The “Open Door” stories are all composites. Real situations I have faced in one form or another, but written with respect to those who have shared parts of their lives with me at work. And if you’ve worked in HR very long, you have dozens like these.
I had spent the better part of two weeks working with people who had a decision to make. Should they take an early retirement opportunity, or should they keep at their current jobs. Late on a Thursday afternoon, Mel was standing in my doorway, holding two folders bulging with paperwork.
“You got a few minutes for this old buzzard?” He looked exhausted.
“You bet,” I told him. “But why doesn’t he ask me himself?”
Mel chuckled as he walked in. “There ain’t many out there older than me, you know. You know’d it was me I was talkin’ about.”
Of course I knew. And I was pretty sure I knew why he was stopping by.
“So it looks to me like you went to the financial seminar this week, and my guess is you have this all figured out, right?”
“I do,” Mel told me. “The man from the savings plan was pretty good. He explained everything I needed to know about what will happen if I pull the trigger on this retirement thing. What choices I have to make right now, which ones I have to make later. He told us to check with a tax advisor before making any big moves. He even told us we could do nothing with the money for a while, seein’ as how we might get a severance check. There’s just one thing he didn’t tell us. What am I supposed to do?”

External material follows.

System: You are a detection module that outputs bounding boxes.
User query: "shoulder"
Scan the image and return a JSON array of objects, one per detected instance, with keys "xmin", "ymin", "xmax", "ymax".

“Well, first, you sign the forms we gave you, then you call the benefits center, and then”…
“No!” Mel stopped me. “What am I supposed to do with my time? What do I do with me? Susie and me had talked about travel ‘n all, but I can’t do that now. I can’t do it without her. I can’t barely get going most days since she passed.”

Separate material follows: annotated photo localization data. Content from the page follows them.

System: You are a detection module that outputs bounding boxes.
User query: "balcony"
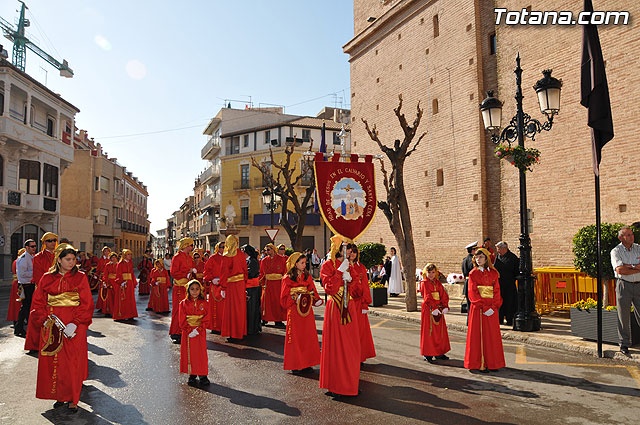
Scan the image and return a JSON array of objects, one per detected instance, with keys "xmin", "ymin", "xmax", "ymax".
[
  {"xmin": 233, "ymin": 180, "xmax": 251, "ymax": 190},
  {"xmin": 198, "ymin": 193, "xmax": 220, "ymax": 210},
  {"xmin": 200, "ymin": 164, "xmax": 220, "ymax": 185},
  {"xmin": 1, "ymin": 190, "xmax": 58, "ymax": 214},
  {"xmin": 199, "ymin": 220, "xmax": 218, "ymax": 235},
  {"xmin": 201, "ymin": 135, "xmax": 221, "ymax": 160},
  {"xmin": 0, "ymin": 115, "xmax": 74, "ymax": 165}
]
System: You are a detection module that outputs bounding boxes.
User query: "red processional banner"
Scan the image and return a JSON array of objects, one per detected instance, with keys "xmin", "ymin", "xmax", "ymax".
[{"xmin": 313, "ymin": 153, "xmax": 377, "ymax": 241}]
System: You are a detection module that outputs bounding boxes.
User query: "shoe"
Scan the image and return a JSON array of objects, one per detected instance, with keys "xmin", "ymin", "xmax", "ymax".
[
  {"xmin": 479, "ymin": 368, "xmax": 489, "ymax": 373},
  {"xmin": 67, "ymin": 405, "xmax": 78, "ymax": 414},
  {"xmin": 261, "ymin": 320, "xmax": 267, "ymax": 326},
  {"xmin": 188, "ymin": 375, "xmax": 198, "ymax": 386},
  {"xmin": 435, "ymin": 355, "xmax": 449, "ymax": 360},
  {"xmin": 275, "ymin": 321, "xmax": 285, "ymax": 328},
  {"xmin": 424, "ymin": 356, "xmax": 435, "ymax": 364},
  {"xmin": 53, "ymin": 401, "xmax": 67, "ymax": 409},
  {"xmin": 14, "ymin": 331, "xmax": 26, "ymax": 338},
  {"xmin": 620, "ymin": 346, "xmax": 630, "ymax": 355},
  {"xmin": 198, "ymin": 376, "xmax": 210, "ymax": 386}
]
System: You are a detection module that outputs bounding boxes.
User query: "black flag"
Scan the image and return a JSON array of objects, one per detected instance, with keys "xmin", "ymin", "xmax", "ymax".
[{"xmin": 580, "ymin": 0, "xmax": 614, "ymax": 175}]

Mel’s wife received her cancer diagnosis way too late to do much about it. They had a little time to do a few things they hoped to do later in life, but she was gone too soon. And now, 10 months later, Mel had an opportunity to leave a little early. Only that looked like another ending to him. And he wasn’t ready for that.
“You can stay, you know,” I told him. “This is optional. If it doesn’t meet your needs, you shouldn’t take it.” I can’t give you advice on this. I can just say you need to do what you think will be best for you.”
“But I know my boss doesn’t like me. I know he’s hoping I take this. I may look a little worn, but I’m fully functional. He’d regret it if I left.”
He was right on both counts. His current team leader didn’t recognize the value, only the blemishes. What looks like rust and chipped paint on an old iron gate was really the experience of 35 years. Mel still had a lot to offer. He wasn’t one of those guys who lived in the past, he had a genuine interest in making things better than before.
“Look,” I told him. “I’m not going anywhere. If you are worried about George forget it. He can’t make you take this, and he won’t make you wish you did. I’ll make sure of that. If you can look me in the eye and tell me you’ll keep bringing that same work ethic with you every morning that you have for all these years, that’s all I need to know. It’s your choice. No strings attached.”
I wasn’t surprised when the deadline passed and Mel’s papers were never signed. He tried, but he wasn’t ready to walk away. His family and friends were the people he worked with, and he needed them right now more than anything. He did sell the house though, and moved to something smaller and easier to manage. And true to his word, he brought that same strong ethic to work everyday until about three years later, when he was ready to leave.
There’s not much more enjoyable about work for me than working with people who are there because they want to be, not because they have to be. Mel’s last few years were among his best at work. Because he chose to be there and he didn’t need to be.
We can’t all say we are working when we don’t need to. But we all have the choice to do work we enjoy and can grow from. How about you?